The other procedures highlighted in the report, which used Medicare data from 2008 to 2010, were coronary artery bypass surgery, percutaneous coronary intervention, back surgery, knee replacement, hip replacement, carotid endarterectomy, cholecystectomy, transurethral resection of the prostate, prostate cancer screening and radical prostatectomy for prostate cancer.
"If you have heart disease and live in Reno, Nev., you are half as likely to undergo balloon angioplasty than if you live in Las Vegas, and twice as likely to undergo back surgery than if you live in Roswell, N.M.," the introduction to the Mountain State report (PDF)

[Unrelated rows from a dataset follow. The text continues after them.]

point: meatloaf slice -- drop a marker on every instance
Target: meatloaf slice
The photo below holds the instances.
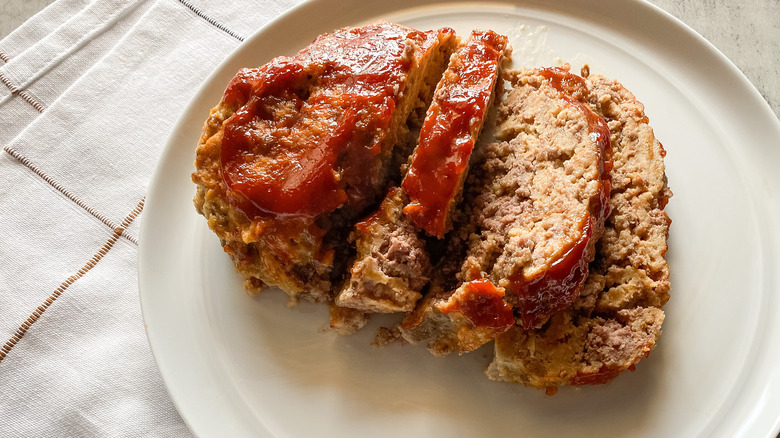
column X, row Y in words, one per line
column 452, row 125
column 617, row 318
column 536, row 202
column 297, row 149
column 392, row 265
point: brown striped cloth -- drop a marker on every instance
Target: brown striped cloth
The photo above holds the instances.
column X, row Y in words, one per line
column 89, row 92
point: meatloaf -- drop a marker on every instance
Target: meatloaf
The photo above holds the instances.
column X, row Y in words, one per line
column 617, row 317
column 392, row 264
column 297, row 149
column 536, row 201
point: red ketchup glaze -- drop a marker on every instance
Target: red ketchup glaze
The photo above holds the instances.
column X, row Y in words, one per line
column 556, row 288
column 449, row 130
column 317, row 153
column 483, row 304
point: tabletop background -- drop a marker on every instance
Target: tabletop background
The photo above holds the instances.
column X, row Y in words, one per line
column 747, row 32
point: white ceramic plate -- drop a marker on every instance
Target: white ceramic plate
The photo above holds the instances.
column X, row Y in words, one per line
column 237, row 366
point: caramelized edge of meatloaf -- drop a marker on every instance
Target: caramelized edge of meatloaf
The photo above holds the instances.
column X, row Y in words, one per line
column 453, row 122
column 392, row 265
column 296, row 254
column 543, row 147
column 617, row 318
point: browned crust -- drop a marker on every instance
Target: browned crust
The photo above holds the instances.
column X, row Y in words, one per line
column 290, row 253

stated. "If you have osteoarthritis of the knee and live in Bountiful, Utah, you are nearly three times more likely to have your knee replaced than if you live in Santa Fe."

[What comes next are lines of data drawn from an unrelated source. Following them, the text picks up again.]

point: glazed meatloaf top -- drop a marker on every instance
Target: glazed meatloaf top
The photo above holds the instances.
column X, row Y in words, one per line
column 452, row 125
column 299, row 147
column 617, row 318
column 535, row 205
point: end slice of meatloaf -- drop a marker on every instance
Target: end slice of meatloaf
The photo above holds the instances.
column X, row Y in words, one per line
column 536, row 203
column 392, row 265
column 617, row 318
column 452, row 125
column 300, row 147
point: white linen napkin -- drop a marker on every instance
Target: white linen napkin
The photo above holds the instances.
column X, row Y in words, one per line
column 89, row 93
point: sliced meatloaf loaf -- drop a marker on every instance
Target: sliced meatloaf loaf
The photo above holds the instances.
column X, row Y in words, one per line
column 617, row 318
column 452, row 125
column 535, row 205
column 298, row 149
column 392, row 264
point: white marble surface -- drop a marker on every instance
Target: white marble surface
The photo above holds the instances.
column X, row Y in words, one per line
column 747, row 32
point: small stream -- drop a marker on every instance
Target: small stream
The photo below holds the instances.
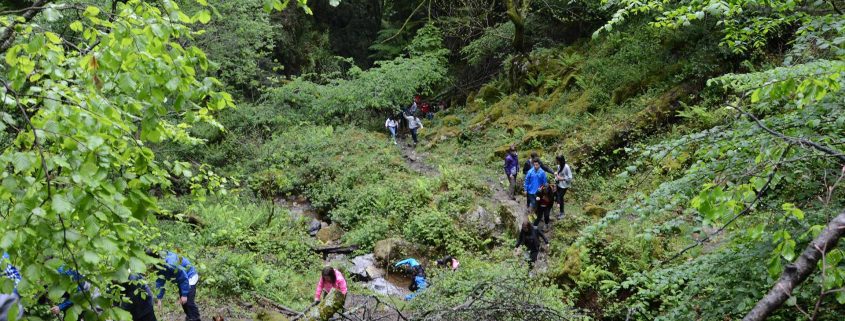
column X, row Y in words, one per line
column 391, row 284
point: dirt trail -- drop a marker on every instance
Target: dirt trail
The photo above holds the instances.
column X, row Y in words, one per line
column 416, row 159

Dr. David Goodman, co-author of the report and co-principal investigator for the Lebanon, N.H.-based Dartmouth Atlas Project, referred to these regional variations as a distinctive "surgical signature." He also said that the signature develops from local training programs, and it often is invisible to patients and physicians.
"Geography is too often a destiny in healthcare," Goodman said during the teleconference. Noting that patients often prefer less-intensive treatments, Goodman said the solution lies in true "shared decision-making" in which patients are educated on expected outcomes with each option being considered and in which their preferences play a major role in their choice of treatments. Although more information is available to patients than ever before, Goodman said this is having "remarkably little" impact on whether patient preference is followed.
In October, the Dartmouth Atlas Project released a report
documenting variations in styles of care at the country's teaching hospitals and suggesting that medical students take these patterns into account when choosing a residency program.